Inside Microsoft SQL Server 7.0 (Mps)
One of the major goals of SQL Server 7 was to scale easily from a laptop installation on Windows 95 or Windows 98 to an SMP server running on Windows NT Enterprise Edition. This requires a very robust policy for managing memory. By default, SQL Server 7 adjusts it uses of system memory to balance the needs of other applications running on the machine and the needs of its own internal components . SQL Server can also be configured to use a fixed amount of memory. Whether memory allocation is fixed or dynamically adjusted, the total memory space is considered one unified cache and is managed as a collection of various pools with their own policies and purposes. Memory can be requested by and granted to any of several internal components.
The Buffer Manager and Memory Pools
The buffer pool is a memory pool that's the main memory component in the server; all memory not used by another memory component remains in the buffer pool. The Buffer Manager manages disk I/O functions for bringing data and index pages into memory so that data can be shared among users. When other components require memory, they can request a buffer from the buffer pool.
Another memory pool is the operating system itself. Occasionally, SQL Server must request contiguous memory in larger blocks than the 8-KB pages that the buffer pool can provide. Typically, use of large memory blocks is kept to a minimum, so direct calls to the operating system account for a very small fraction of SQL Server's memory usage.
The procedure cache can be considered another memory pool, in which query trees and plans from stored procedures, triggers, or ad hoc queries can be stored.
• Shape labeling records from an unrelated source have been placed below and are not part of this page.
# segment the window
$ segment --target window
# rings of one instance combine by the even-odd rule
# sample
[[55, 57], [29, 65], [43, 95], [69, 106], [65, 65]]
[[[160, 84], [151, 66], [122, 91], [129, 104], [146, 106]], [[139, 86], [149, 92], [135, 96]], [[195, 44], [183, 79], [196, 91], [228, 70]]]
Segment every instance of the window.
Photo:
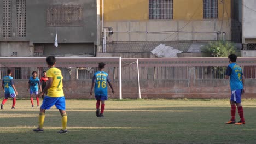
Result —
[[203, 18], [218, 18], [218, 0], [203, 0]]
[[149, 19], [172, 19], [173, 0], [149, 0]]
[[47, 9], [47, 23], [49, 26], [83, 26], [83, 5], [59, 4]]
Other pools are used by memory- intensive queries that use sorting or hashing, and by special memory objects that need less than one 8-KB page.
Access to In-Memory Pages
Access to pages in the buffer pool must be fast. Even with real memory, it would be ridiculously inefficient to have to scan the whole cache for a page when you're talking about hundreds of megabytes, or even gigabytes, of data. To avoid this inefficiency, pages in the buffer pool are hashed for fast access. Hashing is a technique that uniformly maps a key (in this case, a dbid-fileno-pageno identifier) via a hash function across a set of hash buckets. A hash bucket is a page in memory that contains an array of pointers (implemented as a linked list) to the buffer pages. If all the pointers to buffer pages do not fit on a single hash page, a linked list chains to additional hash pages.
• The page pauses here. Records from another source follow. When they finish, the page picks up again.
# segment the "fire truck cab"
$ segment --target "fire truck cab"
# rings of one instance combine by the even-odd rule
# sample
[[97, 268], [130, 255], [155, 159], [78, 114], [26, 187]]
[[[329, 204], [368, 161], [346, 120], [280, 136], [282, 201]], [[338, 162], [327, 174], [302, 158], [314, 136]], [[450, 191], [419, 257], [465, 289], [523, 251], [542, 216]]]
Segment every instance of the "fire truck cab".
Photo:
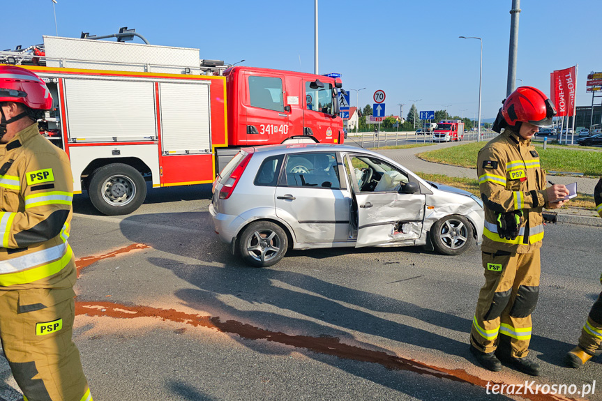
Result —
[[449, 142], [461, 141], [464, 137], [464, 123], [462, 120], [442, 120], [432, 131], [432, 141]]
[[87, 190], [104, 214], [136, 210], [147, 183], [212, 183], [242, 146], [344, 141], [338, 78], [100, 38], [44, 36], [0, 52], [0, 63], [46, 82], [54, 107], [40, 134], [69, 156], [74, 192]]

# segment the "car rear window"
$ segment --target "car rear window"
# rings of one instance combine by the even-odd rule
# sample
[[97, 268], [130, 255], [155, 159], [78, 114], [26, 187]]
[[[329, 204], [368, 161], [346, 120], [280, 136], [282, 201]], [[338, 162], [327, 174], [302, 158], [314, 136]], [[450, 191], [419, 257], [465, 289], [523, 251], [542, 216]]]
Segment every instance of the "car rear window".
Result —
[[246, 156], [246, 153], [243, 153], [243, 152], [239, 152], [236, 153], [236, 156], [231, 160], [228, 164], [226, 165], [226, 167], [224, 167], [224, 169], [222, 170], [222, 172], [220, 173], [219, 178], [218, 181], [220, 182], [225, 181], [229, 178], [230, 178], [230, 174], [232, 174], [232, 172], [236, 168], [243, 158]]
[[283, 158], [284, 155], [266, 158], [259, 167], [253, 183], [257, 186], [276, 186]]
Given a dbid-fileno-pageno value, the hash function converts that key to the hash bucket that should be checked; in essence, the hash bucket serves as an index to the specific page needed. By using hashing, even when large amounts of memory are present, you can find a specific data page in cache with only a few memory reads (typically one or two).
NOTE
Finding a data page might require that multiple hash buckets be accessed via the chain (linked list). The hash function attempts to uniformly distribute the dbid-fileno-pageno values throughout the available hash buckets. The number of hash buckets is set internally by SQL Server and depends on the total size of the buffer pool.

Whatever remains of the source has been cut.